The Virginia Tech professor credited with sounding the alarm about poisoned water in Flint says the District of Columbia’s own long-running problems with lead exposure dwarf the crisis in Michigan.
One day after appearing before Congress to blast federal officials for their handling of the Flint crisis, Marc Edwards told InsideSources that District of Columbia residents were exposed to higher levels of lead-tainted drinking water for a longer period of time than the Flint residents he and his team have been helping over the past year.
Asked Wednesday to compare the health emergency in Michigan and a similar, years-long crisis that unfolded in Washington beginning in 2000, Edwards said by email the long-term health impact of lead-tainted water in the nation’s capital will be “20-30 times worse” than what’s happened in Flint.
Contamination levels in D.C. peaked in 2004 at three times the levels seen in Flint, with 6.5 times as many people exposed for twice as long as in Michigan, Edwards told InsideSources, calling the Washington crisis — and the way it was handled by local and federal officials — “a nightmare.”
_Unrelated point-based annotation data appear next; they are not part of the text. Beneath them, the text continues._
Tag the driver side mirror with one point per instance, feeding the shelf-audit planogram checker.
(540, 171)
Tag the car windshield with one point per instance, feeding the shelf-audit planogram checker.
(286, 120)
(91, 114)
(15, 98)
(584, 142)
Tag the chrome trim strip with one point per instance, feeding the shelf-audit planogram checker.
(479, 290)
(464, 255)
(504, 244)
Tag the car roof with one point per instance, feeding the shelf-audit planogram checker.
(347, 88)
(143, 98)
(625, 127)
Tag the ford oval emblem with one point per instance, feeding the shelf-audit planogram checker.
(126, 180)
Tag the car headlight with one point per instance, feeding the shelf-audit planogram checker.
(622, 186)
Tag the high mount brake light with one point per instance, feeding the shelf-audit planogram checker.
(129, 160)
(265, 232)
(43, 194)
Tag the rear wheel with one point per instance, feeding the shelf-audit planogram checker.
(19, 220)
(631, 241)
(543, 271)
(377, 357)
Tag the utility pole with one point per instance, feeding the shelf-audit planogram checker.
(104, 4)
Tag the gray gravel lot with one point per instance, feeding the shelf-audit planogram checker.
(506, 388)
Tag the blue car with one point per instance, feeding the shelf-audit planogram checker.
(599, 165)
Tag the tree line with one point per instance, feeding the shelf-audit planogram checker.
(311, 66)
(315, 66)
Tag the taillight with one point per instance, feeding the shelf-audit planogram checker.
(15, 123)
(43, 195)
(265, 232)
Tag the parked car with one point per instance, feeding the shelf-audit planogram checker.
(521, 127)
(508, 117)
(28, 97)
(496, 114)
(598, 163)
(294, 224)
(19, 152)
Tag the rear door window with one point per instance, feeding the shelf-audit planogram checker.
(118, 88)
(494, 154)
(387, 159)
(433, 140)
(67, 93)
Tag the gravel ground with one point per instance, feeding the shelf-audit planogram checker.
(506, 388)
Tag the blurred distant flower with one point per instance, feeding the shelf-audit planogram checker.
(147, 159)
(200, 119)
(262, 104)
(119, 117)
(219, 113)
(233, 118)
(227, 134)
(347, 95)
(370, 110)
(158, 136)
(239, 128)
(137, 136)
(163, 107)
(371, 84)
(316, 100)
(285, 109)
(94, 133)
Edwards, a civil and environmental engineer, has been involved in water-quality issues throughout his career and before Flint was best known for bringing attention to lead contamination in the District after he began finding unusually high lead levels in area homes beginning in 2003.
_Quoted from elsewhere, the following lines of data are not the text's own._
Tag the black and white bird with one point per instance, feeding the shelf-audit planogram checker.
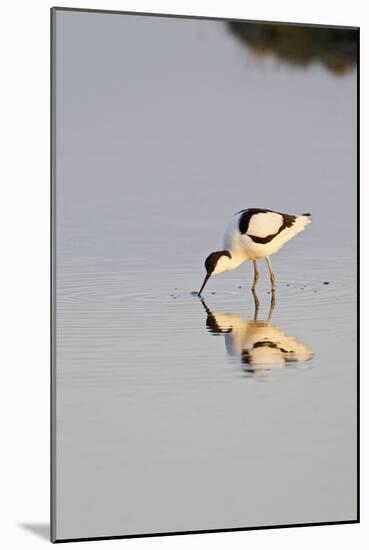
(253, 234)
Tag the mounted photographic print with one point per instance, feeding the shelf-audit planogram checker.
(204, 274)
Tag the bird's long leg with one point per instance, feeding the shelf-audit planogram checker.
(272, 275)
(272, 306)
(257, 304)
(256, 275)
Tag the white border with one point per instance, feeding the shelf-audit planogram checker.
(24, 105)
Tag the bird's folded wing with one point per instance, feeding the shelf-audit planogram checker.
(265, 224)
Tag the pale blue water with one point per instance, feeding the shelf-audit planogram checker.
(158, 427)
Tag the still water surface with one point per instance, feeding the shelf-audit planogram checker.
(169, 418)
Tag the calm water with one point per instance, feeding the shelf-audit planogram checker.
(164, 422)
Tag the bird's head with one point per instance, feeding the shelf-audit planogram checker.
(215, 263)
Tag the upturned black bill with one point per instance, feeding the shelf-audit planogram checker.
(204, 283)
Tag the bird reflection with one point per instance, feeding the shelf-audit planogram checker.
(260, 345)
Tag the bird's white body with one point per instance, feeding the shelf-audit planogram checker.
(265, 234)
(253, 234)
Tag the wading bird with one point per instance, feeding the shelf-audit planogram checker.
(254, 234)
He was one of the authors of a 2009 study that calculated as many as 42,000 District children were exposed to the contaminated water during the worst years of the crisis, 2000 to 2004, and are at risk of future health and behavioral problems linked to lead.
Edward’s 2009 study contradicted public assurances issued by federal and D.C. health officials who acknowledged record levels of lead in city water but downplayed impacts on public health. A congressional investigation a year later confirmed, as Edwards had already predicted, that remediation efforts then underway by the District of Columbia’s Water and Sewer Authority (WASA, now known as DC Water) could make lead contamination worse in some homes.
Edwards told InsideSources he has lingering concerns about the estimated thousands of lead pipes that remain in the District’s water system.
DC Water officials, asked to comment for this story, requested more time to provide a detailed response to Edwards’ remarks. But in a standing feature on the water authority’s website, General Manager George Hawkins defends the quality of the District’s water supply in a letter to consumers: “Testing has shown our water to comply with federal lead standards since 2005, and the results have even improved over time. This is good news, and we believe it is the result of changes in water treatment that reduce the release of lead from pipes and other sources.”
Elsewhere on the site, the authority has an anti-bottled water page, complete with an animated YouTube video, that encourages consumers to drink DC Water’s “safe, affordable, high-quality” tap water instead.
Another page features tips on reducing exposure to lead, including using only filtered water for drinking and cooking water, letting the cold tap run for two minutes for any water intended for consumption and regularly checking and changing aerators in faucet heads for sediment.
Appearing Tuesday before the House Oversight and Government Reform Committee, Edwards ripped the Environmental Protection Agency, testifying that the EPA’s handling of the Washington lead crisis created the conditions for Flint.
“EPA and other agencies caused a similar lead-and-water crisis in Washington, D.C., from 2001 to 2004 … they completely covered that up for six years, and wrote falsified scientific reports. And it created a climate in which anything goes across the United States, anything at all to cover up health harm from lead in drinking water.”
“I was not surprised when Flint occurred, I was expecting a Flint to occur,” Edwards told Republicans and Democrats on the committee.
The Oversight hearing comes amid lawsuits, several investigations and a huge public outcry over revelations that the more than 100,000 residents of Flint — including between 6,000 and 12,000 children — were exposed to lead-contaminated drinking water after the city switched its water supply to save money in 2014.
In January, President Barack Obama declared a state of emergency in the city and two weeks later the EPA official in charge of the region, EPA Region 5 Administrator Susan Hedman, stepped down under heavy criticism.
Michigan officials, including Republican Gov. Rick Snyder, who appointed the financial manager to oversee the insolvent city, have also come under fire.
Both Democratic presidential candidates have called for the governor, who is set to testify Thursday before the Oversight Committee, to resign over the state’s handling of the disaster.